A l’origine de cette passe d’arme, la publication vendredi dernier d’un rapport préliminaire du bureau des Nations unies aux droits de l’homme, de 16 pages sur les violences qui ont secoué Kinshasa entre les 19 et 21 septembre dernier. Souvenez-vous, trois jours d’affrontements mortels en marge de manifestations réclamant la tenue du scrutin présidentiel avant la fin du mandat de Joseph Kabila en décembre.
Pour l’ONU, la police, les forces armées de la RDC et la garde républicaine congolaise ont fait « un usage excessif de la force, de la force létale, lors des manifestations de l’opposition ».
L’ONU qui se dit en mesure de confirmer la mort d’au moins 53 personnes lors de ces émeutes dont au moins 48 tués par des agents de l’Etat comme le détaille un article à retrouver sur le site de Radio Okapi… Ce même rapport relève par ailleurs 143 blessés ainsi que 422 victimes de violation des droits de l’homme.
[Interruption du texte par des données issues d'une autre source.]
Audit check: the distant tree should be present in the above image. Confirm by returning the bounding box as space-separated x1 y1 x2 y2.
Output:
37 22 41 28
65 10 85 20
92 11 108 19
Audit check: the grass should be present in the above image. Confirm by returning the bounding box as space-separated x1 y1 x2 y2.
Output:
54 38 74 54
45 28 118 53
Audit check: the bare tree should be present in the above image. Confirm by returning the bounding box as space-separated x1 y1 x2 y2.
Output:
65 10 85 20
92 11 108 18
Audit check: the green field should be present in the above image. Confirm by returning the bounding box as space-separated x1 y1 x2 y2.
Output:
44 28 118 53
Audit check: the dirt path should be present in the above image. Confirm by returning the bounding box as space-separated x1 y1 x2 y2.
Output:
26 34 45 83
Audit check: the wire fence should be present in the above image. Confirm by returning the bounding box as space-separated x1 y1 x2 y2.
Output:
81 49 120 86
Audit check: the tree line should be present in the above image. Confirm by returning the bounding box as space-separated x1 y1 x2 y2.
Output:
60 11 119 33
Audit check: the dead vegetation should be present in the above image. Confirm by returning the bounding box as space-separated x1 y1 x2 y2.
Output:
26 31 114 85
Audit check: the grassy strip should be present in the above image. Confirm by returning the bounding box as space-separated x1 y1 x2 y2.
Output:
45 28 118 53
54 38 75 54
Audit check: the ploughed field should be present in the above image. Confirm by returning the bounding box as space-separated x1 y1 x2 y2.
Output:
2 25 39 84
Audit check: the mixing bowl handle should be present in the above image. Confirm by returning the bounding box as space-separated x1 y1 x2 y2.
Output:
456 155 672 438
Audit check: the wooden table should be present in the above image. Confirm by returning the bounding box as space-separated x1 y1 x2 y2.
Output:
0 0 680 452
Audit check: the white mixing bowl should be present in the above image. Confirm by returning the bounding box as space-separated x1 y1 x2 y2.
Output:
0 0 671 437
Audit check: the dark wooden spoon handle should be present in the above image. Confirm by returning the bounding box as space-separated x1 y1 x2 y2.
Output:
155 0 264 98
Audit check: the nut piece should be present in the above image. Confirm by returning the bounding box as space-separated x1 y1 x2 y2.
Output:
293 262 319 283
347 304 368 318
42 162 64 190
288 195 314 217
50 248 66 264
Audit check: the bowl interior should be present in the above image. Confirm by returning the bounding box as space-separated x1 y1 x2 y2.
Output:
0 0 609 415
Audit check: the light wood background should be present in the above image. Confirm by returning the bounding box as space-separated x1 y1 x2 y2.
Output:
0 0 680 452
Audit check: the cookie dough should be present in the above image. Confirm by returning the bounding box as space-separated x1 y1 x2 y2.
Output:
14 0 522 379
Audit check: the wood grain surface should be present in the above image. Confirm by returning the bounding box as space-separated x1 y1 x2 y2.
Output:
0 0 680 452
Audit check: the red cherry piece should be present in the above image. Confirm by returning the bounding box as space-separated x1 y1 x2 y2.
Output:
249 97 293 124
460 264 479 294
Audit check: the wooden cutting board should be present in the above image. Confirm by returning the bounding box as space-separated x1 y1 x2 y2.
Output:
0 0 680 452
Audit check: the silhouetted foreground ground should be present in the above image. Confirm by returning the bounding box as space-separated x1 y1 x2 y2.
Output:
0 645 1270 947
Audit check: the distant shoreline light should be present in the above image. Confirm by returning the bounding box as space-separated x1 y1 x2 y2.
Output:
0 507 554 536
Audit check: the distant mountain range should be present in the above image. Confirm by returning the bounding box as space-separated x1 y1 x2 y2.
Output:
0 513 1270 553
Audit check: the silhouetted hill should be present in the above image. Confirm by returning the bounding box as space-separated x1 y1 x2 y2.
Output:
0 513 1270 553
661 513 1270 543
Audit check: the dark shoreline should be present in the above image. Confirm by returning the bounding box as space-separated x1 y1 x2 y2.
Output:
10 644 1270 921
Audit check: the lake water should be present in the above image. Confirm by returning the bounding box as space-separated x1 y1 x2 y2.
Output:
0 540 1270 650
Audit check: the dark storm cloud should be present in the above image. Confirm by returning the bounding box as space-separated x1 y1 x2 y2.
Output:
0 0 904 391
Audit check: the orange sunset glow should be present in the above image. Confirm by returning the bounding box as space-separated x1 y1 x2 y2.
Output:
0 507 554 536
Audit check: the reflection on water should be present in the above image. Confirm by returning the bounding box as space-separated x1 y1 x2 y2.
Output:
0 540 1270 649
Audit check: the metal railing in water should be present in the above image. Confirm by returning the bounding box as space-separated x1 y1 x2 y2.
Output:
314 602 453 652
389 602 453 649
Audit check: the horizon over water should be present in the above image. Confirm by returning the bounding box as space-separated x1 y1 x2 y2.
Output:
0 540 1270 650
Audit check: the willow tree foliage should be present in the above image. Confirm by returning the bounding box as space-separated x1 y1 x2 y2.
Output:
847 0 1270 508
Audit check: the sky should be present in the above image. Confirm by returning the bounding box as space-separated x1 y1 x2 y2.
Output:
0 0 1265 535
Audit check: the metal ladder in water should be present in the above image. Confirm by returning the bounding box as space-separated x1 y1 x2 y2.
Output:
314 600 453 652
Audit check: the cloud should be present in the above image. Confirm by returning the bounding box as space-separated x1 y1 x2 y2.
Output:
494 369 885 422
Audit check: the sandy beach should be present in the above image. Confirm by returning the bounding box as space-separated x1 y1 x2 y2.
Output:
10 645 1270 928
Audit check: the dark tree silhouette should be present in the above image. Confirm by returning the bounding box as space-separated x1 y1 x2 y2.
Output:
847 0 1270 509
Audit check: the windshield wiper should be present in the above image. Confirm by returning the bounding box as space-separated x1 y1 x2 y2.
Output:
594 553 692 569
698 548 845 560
Et, selon les relevés de l'ONU, 299 personnes ont été arrêtées illégalement.
Beaucoup de chiffres donc, qui ne sont pas cependant à prendre au pied de la lettre. Les Nations unies précisent en effet qu’ils ne sont pas définitifs. En raison du manque de coopération et d’accès aux lieux de détention, seuls les cas documentés sont rapportés.
« Une tactique surprenante » selon la presse pro-gouvernementale congolaise
Si les autorités de RDC n’ont pas encore officiellement réagi à cette publication, la presse favorable au président Kabila, elle, commente beaucoup. Rappelons d’abord que le gouvernement avait présenté son Livre blanc des violences des 19 et 20 septembre. Il avait alors recensé 32 morts seulement, tous imputables aux manifestants.
Ainsi, pour le Maximum ce rapport « transpire à des lieux à la ronde une campagne de discréditation systématique de l’Etat de RDC et de ses services de sécurité au profit de l’anarchie ». Des affirmations qui méritent, écrit le journal, « quelques questionnements sur la méthodologie de l’enquête onusienne ».
L’article s’étonne notamment de l’identité des enquêteurs onusiens dont les noms ne sont pas cités dans le rapport. Rien d’autre que « activistes rd-congolais des droits de l’homme rétribués au prorata de la gravité de leurs dénonciations généralement partisanes des responsables étatiques en place à Kinshasa ». Le Maximum en veut pour preuve l’absence de mention par une quelconque ONG des violences commises contre les agents de police lors des manifestations.
Pas un mot s’étonne le papier, non plus, sur les pillages et les décès survenus en banlieue de Kinshasa ou bien sur les entrepôts, les banques ou stations-service attaqués. Et quand bien même ils sont le fait d’agents de l’Etat, de tels décès estime Le Maximum sont imputables à une obligation légitime de protection de ces installations.
Dès lors, résume l’article, « la tendance de tout mettre sur le dos de l’Etat congolais et de ses services de sécurité est aussi évidente chez les experts de la Monusco que le nez au milieu d’un visage humain » et d’ajouter ce « rapport vole littéralement au secours des organisateurs » de l’opposition « qu’il tient à disculper contre toute évidence ».
Un tissu de mensonge cousu de fil blanc aussi selon L’Avenir
Provocation et manipulation. Voilà comment résumer le sentiment du quotidien L’Avenir à la lecture de ce rapport.  L'Avenir pour qui « la guerre des chiffres ne fait que commencer ». Une guerre qui « vise à mettre une fois de plus de l’huile au feu, à provoquer le chaos ». Comment comprendre sinon d’après le journal la remise en cause du chiffrage officiel établi par le gouvernement dans son livre blanc, comment le comprendre sinon par la volonté de préparer la population au soulèvement en lui expliquant « qu’elle a les autorités qu’elle ne mérite pas ».
« Faut-il craindre le pire ? » se demande dès lors L’Avenir. Réponse quelques lignes plus tard: « Le Gouvernement ne va pas se lasser de protéger la population ».
Il est vrai cependant que ce rapport vient mettre un peu plus la pression avant l’ouverture demain du sommet de Luanda consacrée à la crise politique en RDC après rappelons-le, la signature d’un accord politique de sortie de crise, toujours boycotté par les principaux partis de l'opposition.